17. An isolated polynucleotide sequence, which hybridizes to a sequence designated as any one of SEQ ID NOS 316-2421, except SEQ ID NOS 485, 650, 1834, 2073, 2092, and 2353, or to a sequence complementary thereto, under hybridization conditions sufficiently stringent to require at least 97% base pairing.

18. A polynucleotide according to any one of Claims 4-17, in substantially purified form.

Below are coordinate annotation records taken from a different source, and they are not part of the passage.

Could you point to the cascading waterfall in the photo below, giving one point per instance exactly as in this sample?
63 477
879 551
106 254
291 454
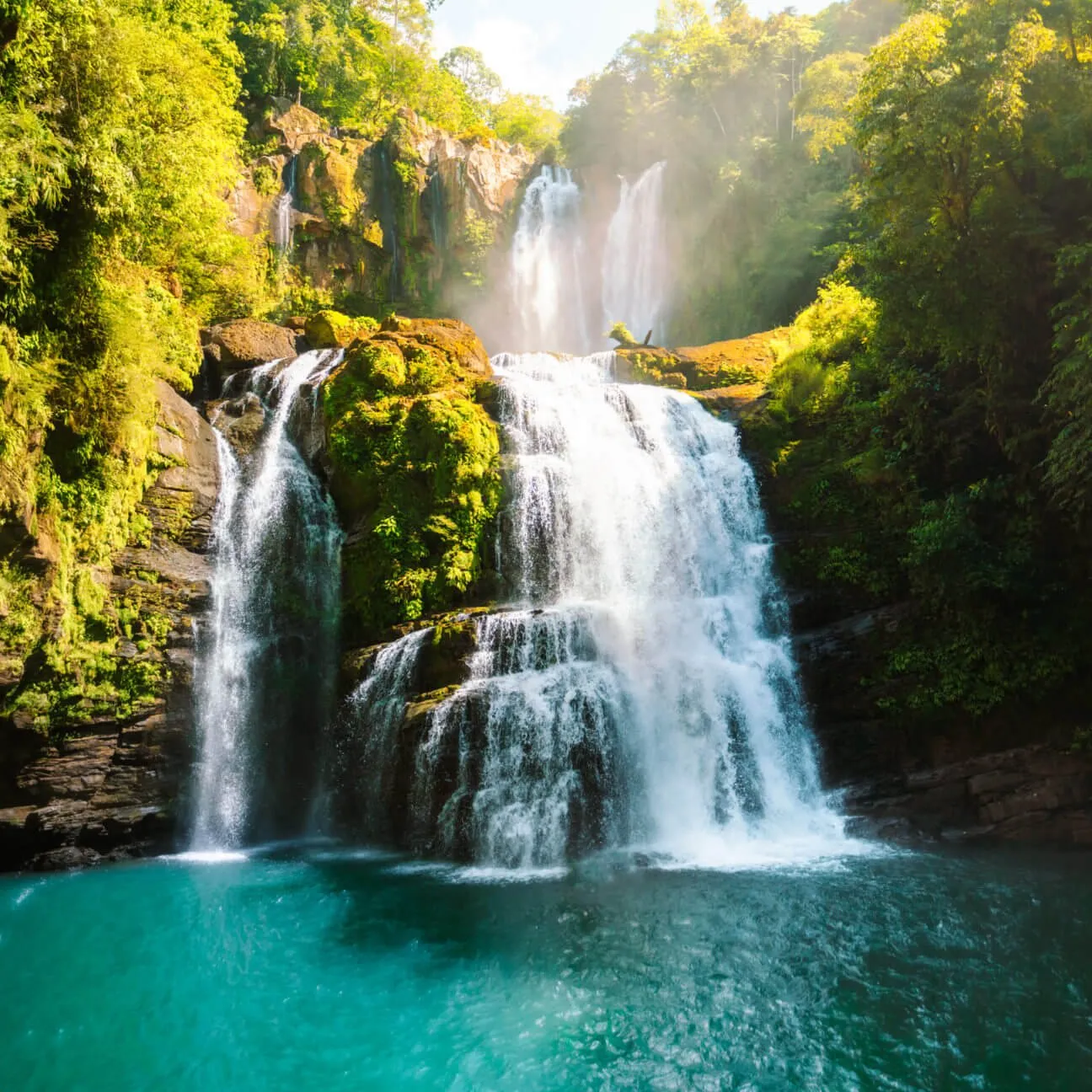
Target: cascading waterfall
266 657
282 210
634 263
547 265
642 690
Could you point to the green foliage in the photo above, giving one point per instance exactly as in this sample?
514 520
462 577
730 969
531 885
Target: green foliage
333 330
356 63
473 246
119 137
929 442
527 119
752 117
416 472
619 332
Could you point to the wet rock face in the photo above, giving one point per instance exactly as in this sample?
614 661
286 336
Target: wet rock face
1028 794
240 420
117 790
246 343
393 220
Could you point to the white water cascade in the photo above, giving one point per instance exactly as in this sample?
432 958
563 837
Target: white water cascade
282 211
641 690
547 266
268 652
634 262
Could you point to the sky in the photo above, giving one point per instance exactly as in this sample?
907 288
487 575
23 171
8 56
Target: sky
543 47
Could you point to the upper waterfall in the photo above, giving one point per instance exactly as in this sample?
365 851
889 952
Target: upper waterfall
575 269
549 263
634 262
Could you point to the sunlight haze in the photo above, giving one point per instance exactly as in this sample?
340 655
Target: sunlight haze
544 49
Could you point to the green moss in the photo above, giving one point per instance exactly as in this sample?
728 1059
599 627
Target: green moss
415 472
333 330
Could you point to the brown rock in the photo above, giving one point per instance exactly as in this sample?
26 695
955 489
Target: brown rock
244 343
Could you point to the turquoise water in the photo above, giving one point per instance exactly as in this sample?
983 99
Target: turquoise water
327 973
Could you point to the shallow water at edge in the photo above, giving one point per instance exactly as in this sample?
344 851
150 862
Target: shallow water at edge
349 970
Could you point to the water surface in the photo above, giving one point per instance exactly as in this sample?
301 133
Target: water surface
338 971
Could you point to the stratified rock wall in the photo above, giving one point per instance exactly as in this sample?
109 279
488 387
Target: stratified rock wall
402 220
117 789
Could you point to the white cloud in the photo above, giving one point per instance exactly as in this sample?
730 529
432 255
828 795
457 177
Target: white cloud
521 54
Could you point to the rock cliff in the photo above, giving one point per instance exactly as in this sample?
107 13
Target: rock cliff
405 220
116 788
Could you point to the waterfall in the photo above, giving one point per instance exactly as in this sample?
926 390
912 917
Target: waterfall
282 210
268 653
641 690
547 265
634 262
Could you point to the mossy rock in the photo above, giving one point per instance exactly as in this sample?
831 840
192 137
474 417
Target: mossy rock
414 469
719 366
335 330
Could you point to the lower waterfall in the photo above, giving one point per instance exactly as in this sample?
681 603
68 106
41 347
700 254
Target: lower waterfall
266 656
641 689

19. A construct in isolated form comprising a vector and a polynucleotide according to any one of Claims 1-17.

20. The construct according to Claim 19, further

comprising a promoter operably linked to said polynucleotide.

21. A panel of at least 100 isolated polynucleotides having the sequences of Claim 3 or Claim 16.

22. An antisense oligonucleotide capable of blocking expression of any one of the polynucleotide-encoding sequences of Claim 10.

23. A triple helix probe capable of blocking expression of any one of the polynucleotide-encoding sequences of Claim 10 having at least a 10-base homopurine or homopyrimidine sequence, said probe comprising single-stranded DNA having at least a 10-base homopurine or homopyrimidine sequence and being adapted to bind to the major groove of double stranded DNA which includes said polynucleotide-encoding sequence.

25. The polynucleotide of Claim 1, wherein said SEQ ID NO is 913.

26. The polynucleotide of Claim 1, wherein said SEQ ID NO is 1039.

27. The polynucleotide of Claim 1, wherein said SEQ ID NO is 1395.

28. The polynucleotide of Claim 1, wherein said SEQ ID NO is 1567.

29. The polynucleotide of Claim 1, wherein said SEQ ID NO is 1667.

30. The polynucleotide of Claim 1, wherein said SEQ ID NO is 1704.

31. The polynucleotide of Claim 1, wherein said SEQ ID NO is 2089.

32. The polynucleotide of Claim 1, wherein said SEQ ID NO is 2297.

33. The polynucleotide of Claim 1, wherein said SEQ ID NO is 2302.